If knowledge is power, knowing where your food comes from is a natural progression of having better control of what passes through your lips into your happy bellies, ultimately contributing to your overall health.


As profound of an idea that may seem, it is not a new one.


Home and public gardens for smaller scale production have existed for ages, although its popularity have been variable. There was one occasion however where nearly every plot of usable land was used to grow fruits and vegetables.


This was not some sort of activity driven by the realization of the importance of home gardening. Nor was this driven by what was in vogue at the time. It was a time where people grew what they could because of necessity. Planting a garden could have been a matter of life and death. This was war.


Both in World War I and World War II, food was rationed and limited. It didn't help that most of the workforce at the time were drafted to serve in the army, which in turn decreased production.


During 1917, a campaign was devised in America to address the issue of decreasing food stock.

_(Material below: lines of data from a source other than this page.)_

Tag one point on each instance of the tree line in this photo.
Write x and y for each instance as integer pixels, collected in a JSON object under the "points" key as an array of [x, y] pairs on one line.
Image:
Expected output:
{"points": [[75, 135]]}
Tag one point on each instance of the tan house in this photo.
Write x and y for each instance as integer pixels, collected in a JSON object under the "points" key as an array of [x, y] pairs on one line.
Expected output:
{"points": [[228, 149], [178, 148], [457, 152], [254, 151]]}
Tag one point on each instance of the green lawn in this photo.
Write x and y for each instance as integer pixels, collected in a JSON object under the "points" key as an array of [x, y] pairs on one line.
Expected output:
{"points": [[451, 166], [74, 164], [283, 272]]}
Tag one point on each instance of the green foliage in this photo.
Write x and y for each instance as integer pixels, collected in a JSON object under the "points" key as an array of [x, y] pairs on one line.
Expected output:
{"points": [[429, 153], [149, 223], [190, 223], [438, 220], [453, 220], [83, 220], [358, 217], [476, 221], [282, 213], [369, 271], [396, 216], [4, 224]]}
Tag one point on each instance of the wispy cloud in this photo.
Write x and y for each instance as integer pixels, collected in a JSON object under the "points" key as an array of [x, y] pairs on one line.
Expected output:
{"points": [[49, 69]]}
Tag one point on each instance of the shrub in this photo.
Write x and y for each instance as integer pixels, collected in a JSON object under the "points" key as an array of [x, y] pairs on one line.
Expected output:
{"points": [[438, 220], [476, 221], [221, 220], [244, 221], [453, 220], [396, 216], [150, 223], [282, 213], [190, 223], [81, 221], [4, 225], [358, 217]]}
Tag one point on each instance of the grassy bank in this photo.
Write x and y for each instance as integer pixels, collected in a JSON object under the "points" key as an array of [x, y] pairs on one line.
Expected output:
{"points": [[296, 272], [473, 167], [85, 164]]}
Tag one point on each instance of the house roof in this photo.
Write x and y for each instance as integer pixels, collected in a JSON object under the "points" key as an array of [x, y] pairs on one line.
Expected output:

It involved using any available plot of land to grow food crops, which in turn could be used to supplement the existing supply. The campaign was also subsequently applied by other countries, throughout Europe and all the way to Australia in the southern hemisphere.


The campaign itself served a secondary purpose. Besides the food produced, it gave the remaining public who were not actively serving the army means to contribute to the war effort. Suddenly the war became close and personal, and victories as well as losses shared equally. More food also meant that prices went down and money was saved, money which could be allocated for other campaigns and activities during the time.


It was a resounding success, and by the end of the second war American local growers were matching the industry in terms of overall production. This meant an estimate of between 9 and 10 million tonnes in total. Similar results were seen throughout the areas which implemented the campaign.


Ironically, by the time the war ended, through 1946 food shortages continued in England for a period of time. It didn't help that with the war over, many residents did not continue with their gardens.


Today, victory gardens exist as memorials or are used for other campaigns. One such garden in the White House has been featured in Michelle Obama's campaign to improve the eating habits of young children throughout the U.S.A.


Other than that, most exist in the form of home gardens and other DIY projects in limited spaces. So what really differentiates a victory garden from your typical home garden? Well other than the association with its history, not much else. What you could find in victory gardens would very much be similar to some home gardens, however there is a stronger emphasis on agriculturally significant crops in victory gardens such as squashes, potatoes, and corn.